MOUNT PLEASANT, S.C. (WCIV) – February 1 kicks off 'Go Red For Women' month. The American Heart Association is fighting against heart disease and if you think it can't happen to you, think again.

Heart disease causes one in three women's deaths each year, killing approximately one woman every minute, according to the American Heart Association.

To add to that, 90 percent of women in the U.S. have one or more risk factors of heart disease.

One local woman didn't know she had heart disease until she was in the delivery room. Jennifer Ayers-Millarn of Mount Pleasant said she noticed something felt wrong after delivery her beautiful baby boy, Keenan.

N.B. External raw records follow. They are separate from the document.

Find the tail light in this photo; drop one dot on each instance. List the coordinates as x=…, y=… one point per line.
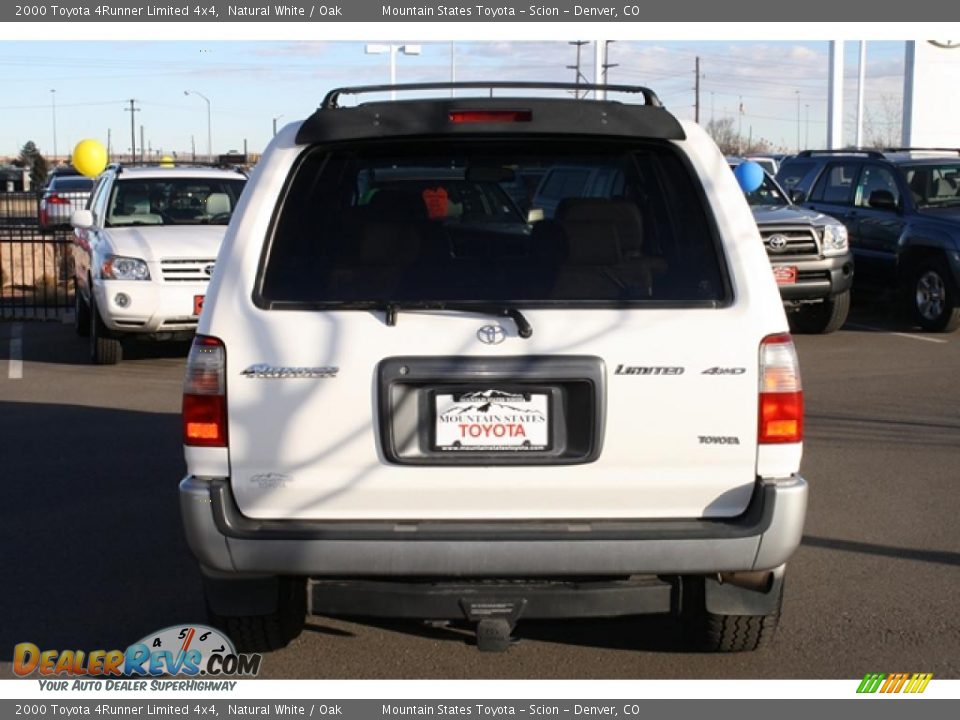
x=489, y=116
x=781, y=394
x=205, y=394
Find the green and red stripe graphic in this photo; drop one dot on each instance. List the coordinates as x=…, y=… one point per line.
x=895, y=683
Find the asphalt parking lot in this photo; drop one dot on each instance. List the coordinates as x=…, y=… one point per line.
x=94, y=555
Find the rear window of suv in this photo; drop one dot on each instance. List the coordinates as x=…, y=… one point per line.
x=428, y=223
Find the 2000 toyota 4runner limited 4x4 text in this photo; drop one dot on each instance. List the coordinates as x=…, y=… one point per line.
x=409, y=397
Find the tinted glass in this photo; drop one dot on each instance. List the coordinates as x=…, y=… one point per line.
x=365, y=226
x=934, y=185
x=71, y=184
x=173, y=201
x=791, y=173
x=836, y=183
x=877, y=184
x=767, y=194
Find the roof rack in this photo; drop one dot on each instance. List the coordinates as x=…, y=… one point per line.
x=956, y=150
x=172, y=163
x=330, y=100
x=848, y=151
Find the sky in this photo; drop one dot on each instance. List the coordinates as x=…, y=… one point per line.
x=84, y=88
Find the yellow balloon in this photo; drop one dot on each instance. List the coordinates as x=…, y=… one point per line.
x=89, y=157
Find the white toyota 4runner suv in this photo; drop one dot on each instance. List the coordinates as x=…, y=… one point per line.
x=408, y=398
x=144, y=251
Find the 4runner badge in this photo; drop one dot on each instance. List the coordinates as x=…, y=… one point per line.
x=262, y=370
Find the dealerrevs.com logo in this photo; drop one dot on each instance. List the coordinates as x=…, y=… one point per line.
x=910, y=683
x=188, y=651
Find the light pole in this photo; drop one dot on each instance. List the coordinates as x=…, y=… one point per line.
x=209, y=132
x=798, y=119
x=53, y=107
x=378, y=49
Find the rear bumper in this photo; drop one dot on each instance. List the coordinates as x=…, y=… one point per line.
x=817, y=279
x=225, y=541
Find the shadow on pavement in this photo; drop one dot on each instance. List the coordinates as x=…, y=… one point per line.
x=93, y=551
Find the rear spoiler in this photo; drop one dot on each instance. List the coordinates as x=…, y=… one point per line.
x=471, y=116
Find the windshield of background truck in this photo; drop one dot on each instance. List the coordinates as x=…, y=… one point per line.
x=934, y=185
x=173, y=201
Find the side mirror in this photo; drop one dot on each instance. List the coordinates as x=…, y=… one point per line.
x=882, y=200
x=82, y=219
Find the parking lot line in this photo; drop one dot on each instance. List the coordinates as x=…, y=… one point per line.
x=15, y=372
x=906, y=335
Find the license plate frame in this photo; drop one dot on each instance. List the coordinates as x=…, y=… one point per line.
x=492, y=421
x=785, y=274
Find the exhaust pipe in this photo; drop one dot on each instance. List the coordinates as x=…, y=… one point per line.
x=758, y=581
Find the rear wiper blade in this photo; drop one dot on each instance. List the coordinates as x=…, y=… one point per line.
x=524, y=329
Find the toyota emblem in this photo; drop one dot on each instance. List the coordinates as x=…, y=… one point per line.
x=491, y=334
x=777, y=243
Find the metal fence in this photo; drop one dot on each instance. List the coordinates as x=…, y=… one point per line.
x=36, y=263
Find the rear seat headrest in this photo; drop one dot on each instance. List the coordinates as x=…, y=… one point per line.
x=398, y=205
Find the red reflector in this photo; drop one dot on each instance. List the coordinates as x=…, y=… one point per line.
x=204, y=420
x=490, y=116
x=781, y=417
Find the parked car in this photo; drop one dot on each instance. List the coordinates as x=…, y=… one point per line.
x=567, y=181
x=144, y=250
x=398, y=405
x=63, y=195
x=810, y=256
x=901, y=208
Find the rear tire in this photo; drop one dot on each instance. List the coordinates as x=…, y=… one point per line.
x=822, y=318
x=725, y=633
x=932, y=296
x=273, y=631
x=104, y=350
x=81, y=312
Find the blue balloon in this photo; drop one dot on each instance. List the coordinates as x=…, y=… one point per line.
x=749, y=175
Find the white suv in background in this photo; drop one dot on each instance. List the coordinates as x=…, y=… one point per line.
x=409, y=397
x=144, y=251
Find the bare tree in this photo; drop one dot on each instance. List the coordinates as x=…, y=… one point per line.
x=724, y=134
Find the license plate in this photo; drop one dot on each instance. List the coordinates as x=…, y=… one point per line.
x=785, y=274
x=492, y=420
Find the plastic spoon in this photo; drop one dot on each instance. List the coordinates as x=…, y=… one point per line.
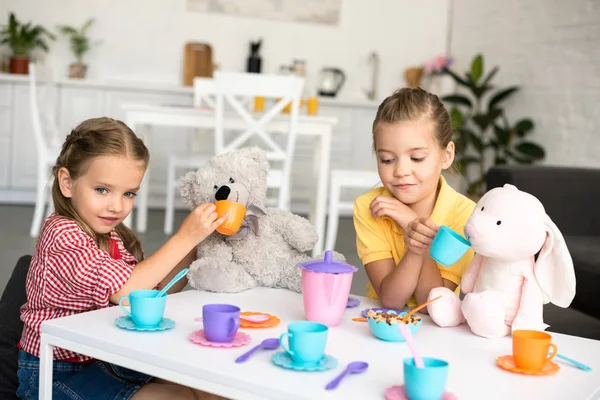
x=575, y=363
x=173, y=281
x=268, y=344
x=355, y=367
x=407, y=316
x=249, y=318
x=405, y=331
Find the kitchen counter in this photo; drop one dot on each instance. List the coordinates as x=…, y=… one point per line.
x=164, y=87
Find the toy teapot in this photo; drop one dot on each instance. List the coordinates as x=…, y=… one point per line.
x=325, y=288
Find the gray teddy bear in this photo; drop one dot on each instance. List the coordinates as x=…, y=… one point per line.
x=271, y=242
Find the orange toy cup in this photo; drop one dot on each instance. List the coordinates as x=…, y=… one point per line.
x=530, y=349
x=236, y=211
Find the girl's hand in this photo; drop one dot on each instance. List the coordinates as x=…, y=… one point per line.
x=419, y=234
x=385, y=206
x=200, y=223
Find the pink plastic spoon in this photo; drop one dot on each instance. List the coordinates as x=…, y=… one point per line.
x=249, y=318
x=405, y=331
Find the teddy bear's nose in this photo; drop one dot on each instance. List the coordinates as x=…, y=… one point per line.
x=223, y=193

"My husband said that throughout the day I just kept saying, 'I can't take a deep breath,' which was unusual," said Jennifer Ayers-Millar.

Jennifer said she then suddenly stopped breathing and knew it was serious.

"I had post-partum cardiomyopathy; which is for some reason after delivery the heart enlarges and the left artery just stops pumping and functioning properly," Jennifer said.

While breathing on a ventilator for several days, Jennifer recovered, and says it was a wide-awakening experience.

"Most heart disease, especially in women, is called the silent killer because we often misread symptoms as being just normal everyday things," Jennifer said. "We think we don't have the time to go to the doctor. You really don't have time to die is what it is."

According to the American Heart Association, heart disease is the number one killer of women affecting around 43 million women in the United States alone.

"Your body is the only place you have to live and you are ultimately the most valuable thing that your family has, so we need to stop thinking we don't have enough time to take care of ourselves."

Time is exactly what this heart survivor said she fought for, so she could live to take care of her son.

"This was my will to get better," Jennifer said. "He was not going to grow up without me."